Professor Isaac Adewole

The Association of Nigerian Physicians in America (ANPA) has started a free medical and surgical services in AMAC and Bwari area council of the Federal Capital Territory (FCT).

The Minister of Health, Prof. Isaac Adewole inaugurated the free medical programme on Friday in Abuja.

Dr Charmaine Emelife, President ANPA, said the association had mobilised over 70 providers from the United States for the outreach programme in the FCT.

She added that besides doctors, the team comprised of Nurses, Pharmacists, Laboratory Scientists, stressing that the team was in FCT to collectively provide world-class health care services.

According to her, the services will be provided at Tungan Gwazo and Jiwa communities in Abuja Municipal Area Council while the surgical services will be provided at the General Hospital Kubwa in Bwari Area Council.

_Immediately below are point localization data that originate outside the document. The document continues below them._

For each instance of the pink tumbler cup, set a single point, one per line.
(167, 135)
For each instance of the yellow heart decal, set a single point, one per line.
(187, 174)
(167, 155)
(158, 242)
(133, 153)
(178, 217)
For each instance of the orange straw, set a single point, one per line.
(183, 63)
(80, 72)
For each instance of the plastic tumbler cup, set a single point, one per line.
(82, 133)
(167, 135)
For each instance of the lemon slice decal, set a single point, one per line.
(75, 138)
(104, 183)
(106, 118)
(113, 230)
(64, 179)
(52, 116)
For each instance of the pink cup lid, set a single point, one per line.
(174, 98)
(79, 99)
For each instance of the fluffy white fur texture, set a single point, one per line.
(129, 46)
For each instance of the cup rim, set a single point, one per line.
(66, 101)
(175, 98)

She added that the goal of the programme was to ensure that a minimum of 300 cases was treated from the three centres every day including a minimum of 20 surgical cases.

She said that in 2018, the association was able to do 120 surgical cases in five days; this year, the association intended to treat 120 to 150 cases in five to six days.

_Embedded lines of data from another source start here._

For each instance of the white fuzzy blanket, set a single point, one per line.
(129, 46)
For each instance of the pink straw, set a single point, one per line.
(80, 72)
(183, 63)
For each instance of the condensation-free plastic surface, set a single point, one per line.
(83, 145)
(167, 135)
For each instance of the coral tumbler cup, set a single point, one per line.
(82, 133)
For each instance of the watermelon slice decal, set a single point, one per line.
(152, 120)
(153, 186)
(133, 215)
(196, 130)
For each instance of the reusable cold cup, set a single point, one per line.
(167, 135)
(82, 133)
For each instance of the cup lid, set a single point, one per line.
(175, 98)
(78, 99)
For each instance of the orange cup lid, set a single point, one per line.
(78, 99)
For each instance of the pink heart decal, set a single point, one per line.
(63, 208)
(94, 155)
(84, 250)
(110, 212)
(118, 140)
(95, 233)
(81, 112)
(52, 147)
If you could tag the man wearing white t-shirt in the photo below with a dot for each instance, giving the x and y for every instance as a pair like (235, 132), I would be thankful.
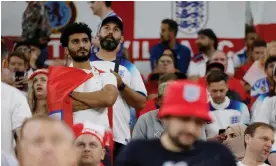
(223, 110)
(14, 110)
(90, 99)
(258, 138)
(130, 84)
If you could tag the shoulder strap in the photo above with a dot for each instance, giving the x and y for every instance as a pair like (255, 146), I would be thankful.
(117, 63)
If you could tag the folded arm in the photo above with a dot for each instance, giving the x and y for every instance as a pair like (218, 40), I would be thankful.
(97, 99)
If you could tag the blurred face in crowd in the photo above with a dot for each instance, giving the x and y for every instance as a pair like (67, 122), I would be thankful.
(165, 34)
(272, 49)
(89, 150)
(40, 86)
(220, 57)
(96, 6)
(110, 36)
(260, 143)
(184, 131)
(24, 49)
(204, 43)
(258, 52)
(250, 38)
(218, 91)
(79, 46)
(17, 64)
(165, 63)
(269, 70)
(46, 143)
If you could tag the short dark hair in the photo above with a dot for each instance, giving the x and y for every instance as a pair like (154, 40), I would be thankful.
(269, 60)
(216, 76)
(251, 129)
(4, 50)
(167, 77)
(18, 44)
(259, 43)
(73, 28)
(18, 54)
(173, 26)
(249, 29)
(108, 3)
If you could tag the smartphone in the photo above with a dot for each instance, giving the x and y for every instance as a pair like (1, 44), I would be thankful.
(221, 131)
(18, 75)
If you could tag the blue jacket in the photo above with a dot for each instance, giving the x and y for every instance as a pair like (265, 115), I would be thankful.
(183, 56)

Emelife said the association was made up of medical professionals from Nigeria and other medical experts who were married to Nigerians.

“All of us always worry about the health care in this country, every year we come as ANPA’s sponsored mission to provide year-round care in Nigeria,’’ she said.

Responding, Adewole said: “We do not believe or see you going abroad as essentially a brain loss but we see it as brain gain which some people call`brain circulation’.

The minister was happy with the turnout of people for the medical outreach programme at Jiwa, stressing that the experts would offer free medical services.

He admonished the FCT residents to avail themselves for the programme.

The minister maintained that the idea of the present administration was to strategically re-orient and reposition the healthcare system.

He said that over the years, the primary health care system had collapsed in the country, stressing that what the government did over the last four years was to refocus on primary health care.

“We want to rebuild the PHC system, we are committed to revitalising 10,000 PHCs, we have done over 4,000 and we are still counting.

“What we are also doing is to fund the PHCs through a unique approach; we have a funding mechanism called the Basic Health Care Provision Fund supported by World Bank, Bill and Melinda Gates Foundation and the DFID.

The minister said the fund sends money straight from the Federal Government to the PHC, adding that there was be no signatory at the commercial bank.

He added that the two signatories for the PHCs were the Head of the PHC and community leader and the PHCs would get money quarterly for the purchase of commodities.

He said it was a new beginning for the PHC system in Nigeria, stressing that the federal government would focus on tertiary health facilities and collaboration with state governments to also strengthen the secondary health facilities.

He said: “We are hoping that in the next few years the health system in Nigeria will be back to shape.

“Working with you (ANPA), we can build the human resources needed to make it more functional; we will need you not only to make this outreach but also to key into the tertiary health institution.

“Exchange ideas with our fellows there, build capacity, supply new issues and ideas so that we become up-to-date; we are ready to do our beat in order to make it happen,’’ the minister said.